Roswell Park researcher working on new screening test for prostate cancer 

Adam Sumlin, PhD, MBA

The test administered to tens of millions of men around the world each year to look for signs of prostate cancer in the blood relies on discoveries made at Roswell Park Comprehensive Cancer Center. The cancer center’s work to pioneer new and better ways of detecting cancer continues today.

It was a Roswell Park team working in the 1970s that discovered prostate-specific antigen (PSA), a protein in the blood that when elevated, can indicate prostate cancer, leading to the PSA blood test in use today. Previously, only 4% of prostate cancers diagnosed were curable; the number now stands between 80-90% thanks to earlier detection made possible by the PSA test.

Today, another Roswell Park team is working to build on that legacy, working to develop a urine test for prostate cancer — leading, they hope, to earlier interventions and more lives saved. 
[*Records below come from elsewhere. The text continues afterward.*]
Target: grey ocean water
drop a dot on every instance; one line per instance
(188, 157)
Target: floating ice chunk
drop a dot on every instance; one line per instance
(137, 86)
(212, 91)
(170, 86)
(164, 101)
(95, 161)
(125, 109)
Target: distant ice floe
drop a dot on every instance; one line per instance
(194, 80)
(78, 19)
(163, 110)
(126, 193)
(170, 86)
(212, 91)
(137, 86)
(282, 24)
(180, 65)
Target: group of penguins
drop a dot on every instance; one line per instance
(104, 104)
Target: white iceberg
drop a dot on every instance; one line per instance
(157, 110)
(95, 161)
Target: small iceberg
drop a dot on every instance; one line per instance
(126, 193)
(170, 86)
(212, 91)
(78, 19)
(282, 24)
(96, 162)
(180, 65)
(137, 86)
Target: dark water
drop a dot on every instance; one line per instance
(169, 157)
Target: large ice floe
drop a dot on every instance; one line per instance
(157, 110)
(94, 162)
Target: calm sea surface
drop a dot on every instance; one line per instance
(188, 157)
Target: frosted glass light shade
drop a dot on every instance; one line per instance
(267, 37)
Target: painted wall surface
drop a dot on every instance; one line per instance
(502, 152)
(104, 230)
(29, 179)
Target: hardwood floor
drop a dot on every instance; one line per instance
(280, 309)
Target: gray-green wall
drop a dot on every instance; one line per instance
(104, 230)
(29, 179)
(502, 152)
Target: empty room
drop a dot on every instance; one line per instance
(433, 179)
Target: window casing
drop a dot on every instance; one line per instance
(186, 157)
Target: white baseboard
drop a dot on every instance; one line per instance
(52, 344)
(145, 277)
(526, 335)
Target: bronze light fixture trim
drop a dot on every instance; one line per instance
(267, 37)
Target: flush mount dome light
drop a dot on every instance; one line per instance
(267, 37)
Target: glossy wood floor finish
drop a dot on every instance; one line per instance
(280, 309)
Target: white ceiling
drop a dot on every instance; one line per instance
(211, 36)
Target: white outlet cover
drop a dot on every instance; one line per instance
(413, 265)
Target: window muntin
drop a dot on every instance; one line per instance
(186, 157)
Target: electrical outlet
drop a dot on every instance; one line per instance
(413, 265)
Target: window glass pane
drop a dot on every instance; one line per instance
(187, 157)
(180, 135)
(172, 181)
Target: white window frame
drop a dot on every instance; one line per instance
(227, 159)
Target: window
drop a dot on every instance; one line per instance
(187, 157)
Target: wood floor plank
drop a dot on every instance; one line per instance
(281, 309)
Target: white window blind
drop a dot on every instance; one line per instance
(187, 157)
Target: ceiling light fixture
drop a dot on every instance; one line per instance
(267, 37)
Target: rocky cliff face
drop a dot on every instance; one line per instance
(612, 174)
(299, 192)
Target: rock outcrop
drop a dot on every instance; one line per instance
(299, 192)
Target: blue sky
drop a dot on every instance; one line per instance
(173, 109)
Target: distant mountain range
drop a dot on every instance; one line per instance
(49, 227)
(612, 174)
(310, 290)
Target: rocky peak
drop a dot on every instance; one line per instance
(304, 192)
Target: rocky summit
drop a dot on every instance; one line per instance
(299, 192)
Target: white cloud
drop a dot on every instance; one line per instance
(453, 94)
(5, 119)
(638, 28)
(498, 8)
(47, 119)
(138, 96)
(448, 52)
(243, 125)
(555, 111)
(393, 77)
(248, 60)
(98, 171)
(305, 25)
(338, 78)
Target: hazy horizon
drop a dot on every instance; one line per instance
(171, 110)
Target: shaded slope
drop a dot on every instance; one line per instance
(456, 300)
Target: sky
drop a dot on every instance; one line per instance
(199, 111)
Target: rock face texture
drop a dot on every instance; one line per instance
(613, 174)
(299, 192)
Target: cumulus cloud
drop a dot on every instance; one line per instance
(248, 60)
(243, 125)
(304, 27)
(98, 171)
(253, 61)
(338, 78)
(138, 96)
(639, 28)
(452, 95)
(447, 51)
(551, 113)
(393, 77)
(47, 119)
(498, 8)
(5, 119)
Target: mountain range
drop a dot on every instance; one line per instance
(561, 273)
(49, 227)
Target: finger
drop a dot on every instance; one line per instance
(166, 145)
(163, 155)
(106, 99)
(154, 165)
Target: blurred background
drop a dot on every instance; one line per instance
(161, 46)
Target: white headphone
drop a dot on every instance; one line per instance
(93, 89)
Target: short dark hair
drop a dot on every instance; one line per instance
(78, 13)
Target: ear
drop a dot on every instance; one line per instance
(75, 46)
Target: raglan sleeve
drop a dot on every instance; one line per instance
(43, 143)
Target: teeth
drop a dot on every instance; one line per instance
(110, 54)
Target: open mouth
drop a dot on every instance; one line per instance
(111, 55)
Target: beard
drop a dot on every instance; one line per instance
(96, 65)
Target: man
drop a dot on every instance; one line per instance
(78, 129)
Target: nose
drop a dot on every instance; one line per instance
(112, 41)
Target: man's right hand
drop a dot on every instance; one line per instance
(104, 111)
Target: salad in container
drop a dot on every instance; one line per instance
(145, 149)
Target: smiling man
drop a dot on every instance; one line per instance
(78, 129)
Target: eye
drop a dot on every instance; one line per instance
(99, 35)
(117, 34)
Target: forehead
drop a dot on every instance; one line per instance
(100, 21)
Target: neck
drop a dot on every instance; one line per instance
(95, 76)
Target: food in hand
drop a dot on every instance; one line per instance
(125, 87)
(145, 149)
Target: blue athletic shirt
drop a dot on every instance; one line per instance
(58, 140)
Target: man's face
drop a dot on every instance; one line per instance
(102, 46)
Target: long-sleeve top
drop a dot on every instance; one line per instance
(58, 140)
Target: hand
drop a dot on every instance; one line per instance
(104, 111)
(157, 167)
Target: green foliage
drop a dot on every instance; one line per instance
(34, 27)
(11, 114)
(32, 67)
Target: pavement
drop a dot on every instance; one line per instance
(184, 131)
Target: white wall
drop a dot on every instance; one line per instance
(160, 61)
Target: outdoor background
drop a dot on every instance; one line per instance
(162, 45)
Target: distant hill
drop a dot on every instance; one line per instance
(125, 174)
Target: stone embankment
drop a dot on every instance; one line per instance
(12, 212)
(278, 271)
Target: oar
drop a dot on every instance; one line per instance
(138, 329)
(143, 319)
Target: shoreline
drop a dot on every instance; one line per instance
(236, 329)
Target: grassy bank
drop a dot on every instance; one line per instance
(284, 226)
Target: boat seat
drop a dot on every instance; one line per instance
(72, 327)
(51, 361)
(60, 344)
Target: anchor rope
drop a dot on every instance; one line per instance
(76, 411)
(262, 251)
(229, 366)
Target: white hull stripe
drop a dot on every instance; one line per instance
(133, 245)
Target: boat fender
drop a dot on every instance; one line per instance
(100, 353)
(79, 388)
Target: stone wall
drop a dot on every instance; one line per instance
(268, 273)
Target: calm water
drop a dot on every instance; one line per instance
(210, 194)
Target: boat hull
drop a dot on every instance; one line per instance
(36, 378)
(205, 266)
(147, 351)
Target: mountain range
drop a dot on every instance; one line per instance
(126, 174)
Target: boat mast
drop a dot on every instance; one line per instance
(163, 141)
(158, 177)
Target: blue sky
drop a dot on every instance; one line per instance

Adam Sumlin, PhD, MBA, is working on just such a test in the hopes of encouraging more men, especially more Black and Hispanic/Latinx men, to be screened earlier and more effectively. 

Right now, most men are screened for prostate cancer through a blood test that looks for PSA biomarkers. While the PSA test has revolutionized treatment and outcomes for thousands of people with prostate cancer, improving the odds for what was at one time seen as a death sentence, the test has some limitations. 

“The PSA is one of the first tests invented for early screening for prostate cancer, and has been an incredible benefit for people worldwide. The purpose of the PSA test is for detection, not for determining aggressive cancers, but it does return a number of false-positive results. The main problem is that it has a lot of false positive.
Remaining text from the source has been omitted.